Patrick Moore, who calls himself "an internationally renowned ecologist and environmentalist", will deliver a free public lecture entitled "Agriculture in a Growing World." 

Moore was one of the early figures of the Greenpeace movement, serving as Canadian president for nine years and as a director of Greenpeace International for six before parting ways with the organization in the mid 1980s.

He is now criticized by environmental groups, including Greenpeace, for his views, particularly on questioning the link between carbon emissions and warming temperatures.

"People should understand that there is actually no proof that there is a direct causal relationship between the amount of carbon dioxide in the atmosphere and the temperature of the world," Moore said in an interview Thursday with CBC News.

"In the last 20 years, there has been no statistically significant warming of the planet on average, counting the whole world."

However, according to the Environmental Protection Agency in the U.S. and NASA, 2014 was the warmest year in recorded history. They say the years of 2005 to 2014 are the warmest ones since thermometer-based observations have been recorded. 

'Duty as a scientist to be skeptical'

Moore said his views are based on evidence. 

"I am a scientist and it is my duty as a scientist to be skeptical of hypotheses that have not been proven," he said.

"I agree that humans have an impact on the world's weather and climate, clearing vast areas for agriculture and huge industrial complexes. There's no doubt about that, that we have an effect on this world. But to say dangerous climate change is a different matter."

Moore also questioned how some scientists come to their conclusions.

"I disagree with the scientists who are saying that, most of whom are on taxpayer-paid grants and subsidies."
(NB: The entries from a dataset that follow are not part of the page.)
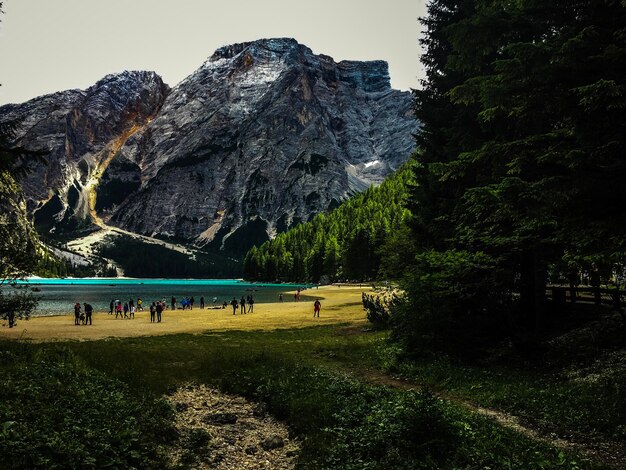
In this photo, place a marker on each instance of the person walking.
(88, 313)
(76, 313)
(159, 309)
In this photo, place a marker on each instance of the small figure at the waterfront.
(76, 313)
(88, 313)
(159, 309)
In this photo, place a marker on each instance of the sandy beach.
(339, 305)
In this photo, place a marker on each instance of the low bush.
(57, 414)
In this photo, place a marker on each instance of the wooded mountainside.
(345, 244)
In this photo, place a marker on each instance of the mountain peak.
(277, 46)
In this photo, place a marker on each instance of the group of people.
(83, 317)
(127, 310)
(248, 300)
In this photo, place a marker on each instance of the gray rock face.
(81, 132)
(263, 135)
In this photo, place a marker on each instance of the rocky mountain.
(263, 135)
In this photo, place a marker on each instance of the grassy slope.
(339, 417)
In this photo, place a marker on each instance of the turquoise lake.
(58, 296)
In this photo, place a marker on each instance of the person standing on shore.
(76, 313)
(88, 313)
(159, 309)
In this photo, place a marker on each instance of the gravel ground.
(220, 431)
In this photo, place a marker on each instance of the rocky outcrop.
(78, 133)
(263, 135)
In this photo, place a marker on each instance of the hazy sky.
(48, 46)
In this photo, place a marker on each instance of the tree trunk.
(533, 289)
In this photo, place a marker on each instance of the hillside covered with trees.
(344, 244)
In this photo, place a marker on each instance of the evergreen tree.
(343, 244)
(520, 155)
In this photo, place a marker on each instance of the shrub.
(57, 414)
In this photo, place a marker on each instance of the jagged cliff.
(261, 136)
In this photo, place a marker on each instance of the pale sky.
(48, 46)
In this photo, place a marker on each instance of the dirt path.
(612, 454)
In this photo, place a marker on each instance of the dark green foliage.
(344, 244)
(57, 414)
(139, 259)
(520, 160)
(377, 308)
(343, 422)
(358, 427)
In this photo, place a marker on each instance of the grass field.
(315, 377)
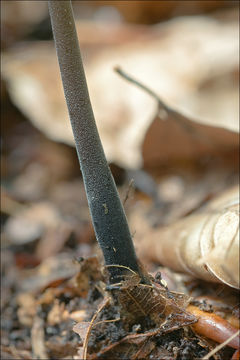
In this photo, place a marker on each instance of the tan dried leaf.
(204, 245)
(191, 63)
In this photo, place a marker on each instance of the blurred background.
(185, 51)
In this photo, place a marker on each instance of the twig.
(85, 343)
(130, 187)
(108, 216)
(162, 107)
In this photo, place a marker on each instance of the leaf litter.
(56, 307)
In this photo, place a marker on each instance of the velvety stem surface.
(108, 216)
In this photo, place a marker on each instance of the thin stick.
(178, 118)
(85, 343)
(108, 216)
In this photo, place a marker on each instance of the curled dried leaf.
(204, 245)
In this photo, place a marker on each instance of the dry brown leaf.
(53, 269)
(37, 336)
(192, 63)
(204, 245)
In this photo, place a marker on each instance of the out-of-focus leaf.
(205, 245)
(191, 63)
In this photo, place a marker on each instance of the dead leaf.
(204, 245)
(205, 49)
"They are interested in perpetuating this thing [climate change]," he added.

'Irresponsible' not to act on climate change

David Henry, board member of the Saskatchewan Environmental Society, disagrees strongly with Moore's views. 

"If he wants empirical evidence, people living in the Prairie provinces, we had the forest fires this summer," Henry said. "That's evidence."
Saskatchewan environmental David Henry says it is irresponsible not to act on climate change based on the consensus of 90 per cent of scientists. (CBC)

"It's been documented that 90 per cent of the scientists today, are of the consensus that climate change is caused by human activities," Henry said.

"I think it's irresponsible to not support taking actions on this issue before it gets worse."

Province paid Moore speaking fee

Moore made other presentations on agriculture and the environment this week as part of Agriculture Month 2015. 

Moore also spoke in Regina at the U of R and Miller High School earlier this week, and at a ministry management forum on Tuesday.

According to the province, his total fee, including travel, will be approximately $17,000, payable from Growing Forward 2 (GF2), a fund that includes both federal and provincial contributions. 

The province said the goal of the presentations to youth were two-fold: "improve student understanding of modern agriculture, its reliance on science and technology, and relationship with the environment; and encourage critical thinking and evaluation of information based on science."

When asked about the financial support Moore received, Henry said, "I think we need a government in Canada that views climate change as one of our highest priorities."